Riding high in May, shot down in June. Edwin Poots’s leadership of the DUP has come to an abrupt end after just 20 days following a revolt by the party’s Northern Ireland Assembly members. They opposed Poots’s candidate for first minister, Paul Givan, and the provisions for an Irish Language Act contained in the agreement made between Sinn Féin, the DUP and the UK government in order to form a new executive at Stormont.
Poots is, of course, in large part the direct author of that new act: the reason the DUP and Sinn Féin are once again negotiating over their legislative programme is that the coup against Arlene Foster means not only a vote for a new first minister but a whole series of talks about Stormont’s agenda and policy programme. If it hadn’t been for the coup against Foster, in which Poots played a major role, the DUP would not now be facing the prospect of the Irish Language Act’s provisions coming into force right before the next Stormont elections.
Whatever happens over the next three days – and remember that if a new first minister has not been agreed and put in place by Monday (21 June) it means a fresh set of elections in less-than-ideal circumstances for the DUP – the Northern Ireland Secretary, Brandon Lewis, has said the British government will put the provisions of the act into law if Stormont fails to do so.
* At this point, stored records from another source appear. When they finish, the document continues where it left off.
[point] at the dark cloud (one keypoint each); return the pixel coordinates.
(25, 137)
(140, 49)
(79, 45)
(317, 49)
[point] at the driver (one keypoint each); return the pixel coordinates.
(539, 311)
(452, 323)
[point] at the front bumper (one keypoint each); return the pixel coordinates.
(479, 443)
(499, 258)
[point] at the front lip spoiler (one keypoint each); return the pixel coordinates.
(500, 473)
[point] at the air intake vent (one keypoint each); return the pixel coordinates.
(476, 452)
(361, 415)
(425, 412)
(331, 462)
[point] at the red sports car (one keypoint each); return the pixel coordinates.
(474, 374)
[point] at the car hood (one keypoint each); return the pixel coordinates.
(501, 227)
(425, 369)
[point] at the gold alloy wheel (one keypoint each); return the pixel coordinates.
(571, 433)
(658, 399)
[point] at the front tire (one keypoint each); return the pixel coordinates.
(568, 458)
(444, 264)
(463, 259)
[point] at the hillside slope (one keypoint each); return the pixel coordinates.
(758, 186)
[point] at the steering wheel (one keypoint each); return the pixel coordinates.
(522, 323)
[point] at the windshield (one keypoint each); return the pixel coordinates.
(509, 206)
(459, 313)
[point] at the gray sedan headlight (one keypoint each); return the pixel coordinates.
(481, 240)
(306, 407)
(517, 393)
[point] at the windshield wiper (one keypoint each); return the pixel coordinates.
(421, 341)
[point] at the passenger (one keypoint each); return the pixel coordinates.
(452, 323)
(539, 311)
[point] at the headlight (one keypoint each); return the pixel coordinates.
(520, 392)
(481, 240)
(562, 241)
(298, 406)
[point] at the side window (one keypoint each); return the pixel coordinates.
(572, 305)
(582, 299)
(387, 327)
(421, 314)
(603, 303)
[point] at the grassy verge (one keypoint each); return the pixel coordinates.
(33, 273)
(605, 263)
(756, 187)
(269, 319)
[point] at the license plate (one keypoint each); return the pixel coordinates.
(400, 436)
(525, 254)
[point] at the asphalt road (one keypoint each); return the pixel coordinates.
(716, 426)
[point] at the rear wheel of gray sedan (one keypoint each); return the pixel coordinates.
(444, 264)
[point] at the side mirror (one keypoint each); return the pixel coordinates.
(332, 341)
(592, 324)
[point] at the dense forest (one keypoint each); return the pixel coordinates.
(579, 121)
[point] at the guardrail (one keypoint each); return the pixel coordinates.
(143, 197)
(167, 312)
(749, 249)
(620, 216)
At the risk of sounding like a broken record, the pressures on unionism – the demographic trend away from it, the economic condition of many loyalist communities and that regulatory border in the Irish Sea – aren’t going away, and they are part of the reason why the DUP’s leadership is in flux. They are part of the reason, too, why the current arrangement – of ever greater regulatory and, yes, cultural divergence between Northern Ireland and Great Britain, actively facilitated in the case of the border protocol by the Conservative government at Westminster – surely cannot last. A bumpy ride lies ahead, and not just for the DUP and whoever emerges as the party’s new leader.